Nynas also supplied the bitumen that went into the job’s EME2 asphalt mixture, the chosen binder being Nypave FX 20. This according to Hardy is a hard paving grade bitumen specially developed for use in high modulus asphalts such as EME2. 

Project details

Forth Replacement Crossing – intended to provide a long term crossing of the Firth of Forth (the existing bridge showing signs of deterioration); made up of three contracts.

1. Fife ITS design and build contract, described above. Principal contractor GRAHAM Construction. Designer Mouchel. Principal asphalting contractor Breedon Aggregates (Scotland). Value: £12.8M. Completion: late summer 2012.

2. New Forth Road Bridge and connecting roads. Principal contractor Forth Crossing Bridge Constructors (a consortium of Hochtief, Morrison Construction, American Bridge and Dragados. Value: £790M. Completion 2016.
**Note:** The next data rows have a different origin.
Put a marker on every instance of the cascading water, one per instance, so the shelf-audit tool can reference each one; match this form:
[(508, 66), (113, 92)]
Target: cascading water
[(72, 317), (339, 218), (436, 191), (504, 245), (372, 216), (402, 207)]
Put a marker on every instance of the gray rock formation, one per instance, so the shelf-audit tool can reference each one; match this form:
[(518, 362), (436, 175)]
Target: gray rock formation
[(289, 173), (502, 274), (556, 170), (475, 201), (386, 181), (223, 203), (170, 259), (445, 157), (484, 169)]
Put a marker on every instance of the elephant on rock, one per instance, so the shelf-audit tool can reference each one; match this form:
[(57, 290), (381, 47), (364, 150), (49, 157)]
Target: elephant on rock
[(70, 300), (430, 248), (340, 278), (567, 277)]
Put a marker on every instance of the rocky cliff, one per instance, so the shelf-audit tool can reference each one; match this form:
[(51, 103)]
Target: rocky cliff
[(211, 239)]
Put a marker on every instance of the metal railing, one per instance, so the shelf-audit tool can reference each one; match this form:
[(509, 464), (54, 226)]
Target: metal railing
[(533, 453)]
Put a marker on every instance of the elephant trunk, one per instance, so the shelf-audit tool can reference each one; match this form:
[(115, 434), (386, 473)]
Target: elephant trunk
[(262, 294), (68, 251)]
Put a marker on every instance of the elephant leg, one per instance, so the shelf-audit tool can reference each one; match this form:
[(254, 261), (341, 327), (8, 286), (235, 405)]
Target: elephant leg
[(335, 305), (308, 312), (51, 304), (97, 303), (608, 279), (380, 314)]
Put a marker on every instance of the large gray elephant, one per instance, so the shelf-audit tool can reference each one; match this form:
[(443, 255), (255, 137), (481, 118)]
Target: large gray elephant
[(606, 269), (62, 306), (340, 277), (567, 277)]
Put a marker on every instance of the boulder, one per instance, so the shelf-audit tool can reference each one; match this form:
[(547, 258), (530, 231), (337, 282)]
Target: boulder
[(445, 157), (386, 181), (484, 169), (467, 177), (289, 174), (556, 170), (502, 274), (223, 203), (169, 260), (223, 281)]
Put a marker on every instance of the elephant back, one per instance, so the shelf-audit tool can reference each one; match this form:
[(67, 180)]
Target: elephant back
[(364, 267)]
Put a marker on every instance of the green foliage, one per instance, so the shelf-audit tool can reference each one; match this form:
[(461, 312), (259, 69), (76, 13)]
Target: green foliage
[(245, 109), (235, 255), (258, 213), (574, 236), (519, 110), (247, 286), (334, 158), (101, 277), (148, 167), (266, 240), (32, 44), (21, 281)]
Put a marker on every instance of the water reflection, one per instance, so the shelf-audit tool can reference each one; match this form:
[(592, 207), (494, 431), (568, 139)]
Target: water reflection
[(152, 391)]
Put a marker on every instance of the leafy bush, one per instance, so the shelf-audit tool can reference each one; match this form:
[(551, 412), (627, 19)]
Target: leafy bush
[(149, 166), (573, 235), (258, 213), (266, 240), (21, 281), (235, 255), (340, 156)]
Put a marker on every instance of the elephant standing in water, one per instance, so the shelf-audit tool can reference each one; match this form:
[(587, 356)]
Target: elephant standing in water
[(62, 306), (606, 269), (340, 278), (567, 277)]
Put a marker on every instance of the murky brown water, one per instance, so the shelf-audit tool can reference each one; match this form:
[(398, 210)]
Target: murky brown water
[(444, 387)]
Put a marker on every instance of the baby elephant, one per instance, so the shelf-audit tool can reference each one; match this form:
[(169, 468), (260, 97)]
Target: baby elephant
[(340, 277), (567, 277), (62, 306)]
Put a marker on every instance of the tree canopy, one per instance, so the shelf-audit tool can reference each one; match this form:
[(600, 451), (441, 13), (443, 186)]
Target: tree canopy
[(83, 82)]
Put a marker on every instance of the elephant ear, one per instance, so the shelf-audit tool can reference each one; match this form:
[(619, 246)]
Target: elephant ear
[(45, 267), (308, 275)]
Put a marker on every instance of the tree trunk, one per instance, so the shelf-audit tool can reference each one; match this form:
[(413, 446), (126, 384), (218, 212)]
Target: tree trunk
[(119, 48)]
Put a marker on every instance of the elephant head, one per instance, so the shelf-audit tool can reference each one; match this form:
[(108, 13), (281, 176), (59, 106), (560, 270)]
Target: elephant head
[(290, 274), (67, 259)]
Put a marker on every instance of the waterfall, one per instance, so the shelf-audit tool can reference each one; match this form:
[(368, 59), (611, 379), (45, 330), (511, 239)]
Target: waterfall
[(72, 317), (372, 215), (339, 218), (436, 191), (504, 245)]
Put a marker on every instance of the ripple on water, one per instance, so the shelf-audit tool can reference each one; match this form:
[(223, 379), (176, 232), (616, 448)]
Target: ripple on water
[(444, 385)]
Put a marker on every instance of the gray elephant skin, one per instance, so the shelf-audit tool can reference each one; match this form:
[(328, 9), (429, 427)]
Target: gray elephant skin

3. Upgrade of the M9 junction 1a at Kirkliston. Principal contractor: John Sisk and Roadbridge. Value: £25.6M. Completion spring 2013.
There was an “exceptionally high level of cooperation” between all parties to the contract, the planning of the surfacing logistics requiring a high degree of effort. The carriageway asphalting work as a whole, along with its allied traffic management, could be described as a logistical challenge according to Millar.

There was the task of getting planings away and new material in – the latter on time, to the right mix, with the right PSV aggregate and to the right location. Referring specifically to the surfacing, there has been the need to supply three laying machines working in echelon, getting the grit down in the right quantities, then compacting the newly laid asphalt with its grit topping in a timely and effective manner.

Traffic management was carried out 24/7 by GRAHAM Highway Management Maintenance (HMM). Two way traffic had to be maintained at all times and contraflows were put in place to allow full closure of the southbound carriageway, the surfacing having to be carried out in one pass at weekends.

“Normally we wouldn’t have had full closure,” said Millar, “possession would have been much more piecemeal, more disruptive, more expensive and taken longer. As it was, the work was scheduled to be done over four weekends and GRAHAM and its team managed to get that down to just two.

“That said, Breedon did particularly well and praise should go to the company. The asphalting was carried out superbly and TS2010’s first major use seems to be a resounding success.”